As part of our code examples TensorFlow and PyTorch platforms employ GPU utilization through the statement with tf.device('/GPU:0') and the condition torch.cuda.is_available().

Answer-4

## **Comparison of Training Time and Accuracy: TensorFlow vs. PyTorch**

**Reported Outputs:**

* The TensorFlow training log ran through five epochs which produced a test accuracy close to 98.08%.
* The training log from the PyTorch implementation besteht aus fünf epochs und wies eine etwaige Testgenauigkeit der 96.75% aus.

**Comparison Points:**

* Accuracy:
Both simulated tests show that TensorFlow resulted in a marginally better performance metric although PyTorch reached close accuracy values. Such variations in performance and output primarily result from three main factors including randomized initialization procedures together with differing hyperparameter values such as learning rate and batch size or data pre-processing strategies. Correct adjustment helps these computational frameworks to reach extremely high accuracy scores for MNIST data.

* Training Time:
Our simulated TensorFlow output records epoch times from 3 to 4 seconds but does not mention specific training time details for the PyTorch implementation. The practical execution of TensorFlow with PyTorch takes full advantage of GPU capabilities. Both frameworks demonstrate training speeds that affect by various factors including:

  *   The efficiency of the underlying backend libraries (e.g., cuDNN)
System performance depends heavily on the code optimization quality which includes both data pipelines and model compilation processes.
Hardware specifics and GPU utilization

* Framework Differences:
TensorFlow through its Keras API enables specific optimization features like XLA compilation to achieve slightly faster training time. Many developers appreciate the debugging flexibility and convenience of PyTorch although its ease of debugging helps developers more during model development. When both implementations have been optimized correctly the raw performance on standard tasks such as MNIST shows minimal variation.

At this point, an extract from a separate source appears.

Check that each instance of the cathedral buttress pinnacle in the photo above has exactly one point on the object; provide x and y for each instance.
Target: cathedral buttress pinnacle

**Which Performed Better and Why?**

Based on the simulated outputs:

* TensorFlow demonstrated slightly better accuracy performance than Keras because it reached ~98.08% compared to ~96.75%. The different performances come from the choices made for hyperparameters and random initialization between frameworks rather than indicating superiority of one framework.
* Training Periods Show No Apparent Winner Due To Simultaneous GPU Optimization And Efficient Library Applications Yet Any Time Variation After Optimization Will Remain Constant And Minimal.


---
### Submission
Submit a link to your completed Jupyter Notebook (e.g., on GitHub (private) or Google Colab) with all the cells executed, and answers to the assessment questions included at the end of the notebook.